|
|
|
|
|
|
| |
| |
|
|
From: William F Pokorny
Subject: v3.8 Clean up TODOs. f_superellipsoid() / shadow cache.
Date: 15 Apr 2020 12:55:44
Message: <5e973c90$1@news.povray.org>
|
|
|
| |
| |
|
|
In my povr branch I'm flipping the shape polarity of f_superellipsoid
from positive to negative so it's a more standard implementation for a
function.
On seeing the code many could be constants, I asked myself how fast can
we go if we C++ compiled for a particular superellipsoid. The answer is
a lot faster! See result (i) below. But yeah, not that realistic as a
general approach as it's basically inlining enough of the function call
to enable some compiler optimizations it looks.

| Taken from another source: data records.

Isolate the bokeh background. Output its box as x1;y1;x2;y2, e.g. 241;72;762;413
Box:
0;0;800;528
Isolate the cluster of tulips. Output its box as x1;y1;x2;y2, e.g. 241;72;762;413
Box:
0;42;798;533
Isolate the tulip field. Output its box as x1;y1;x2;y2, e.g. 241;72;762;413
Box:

I then didn't leave well enough alone and proceeded down the rabbit
hole. The summary of this journey with respect to v38 is basically.
(1) Adopt the shadow cache fixes in my solver branch and discussed in
github pull request #358. Single, expensive shapes like this especially
those shadow cache fixes speed things up. See (a -> c) and (b -> h). 20+
% speed up from v38 master.
(2) For reasons I do not understand it looks like coding
f_superellipsoid as a macro is a lot faster than any inbuilt method. See
(a -> b) and (c -> h). It works so do it in v38 as at least an option to
normal function calls. 24.5% speed up. (Anyone have a thought as to why?
We are passing fewer parameters, but that seems a stretch to explain the
bulk of the difference. I've not dug.)
(3) Sort of a general educational / learning thing - and perhaps a place
where v38 could be better. I often code equations in the function call
parameter positions. Where these can be SDL declare/local constants, do
the latter as it's a lot faster. See (d -> c) 12% speed up. Here it
should be the parser could fix the values itself on the calls with
enough smarts, but it doesn't and so the function / vm looks to be doing
these evaluations on each call from the isosurface.
Some reference code / comments below.
Bill P.
//---
#declare EW = 0.5;
#declare NS = 0.5;
#declare P2 = (2.0/EW);
#declare P3 = EW*(1.0/NS);
#declare P4 = 2*(1/NS);
#declare P5 = (NS*0.5);
#declare Fn00 = function {
-1+pow((pow((pow(abs(x),P2)
+pow(abs(y),P2)),P3)
+pow(abs(z),P4)),P5)
}
#declare Iso99 = isosurface {
//----- v38 master
//a) function { -f_superellipsoid(x,y,z,0.5,0.5) }
//a) 268.56s, 274.586s Extra negation? No.
//a) Primarily one of my shadow cache fixes.
//a) (double root evaluations)
//b) function { Fn00(x,y,z) }
//b) 206.44s, 210.211s // In v38 master too, a
//b) macro would be better.
//------ povr
//c) function { f_superellipsoid(x,y,z,0,0.5,0.5,0,0) }
//c 207.772s // See above. Better -22% from master.
//d) function { f_superellipsoid(x,y,z,1,(2.0/EW),
// EW*(1.0/NS),2*(1/NS),(NS*0.5)) }
//d) 237.771s // Calcs in args. +13.70%
//e) function { f_superellipsoid(x,y,z,1,P2,P3,P4,P5) }
//e) 209.125s // With conditional still slower. +0.65%
//f) function { f_superellipsoid(x,y,z,1,P2,P3,P4,P5) }
//f) 207.478s // hard code conditional. -0.79%
//g) function { f_superellipsoid(x,y,z,1,P2,P3,P4,P5) }
//g) 206.670s // Allocate new DBL vars. -0.53%
function { Fn00(x,y,z) } //h)
//h) 156.363s // Interesting. A macro would be better.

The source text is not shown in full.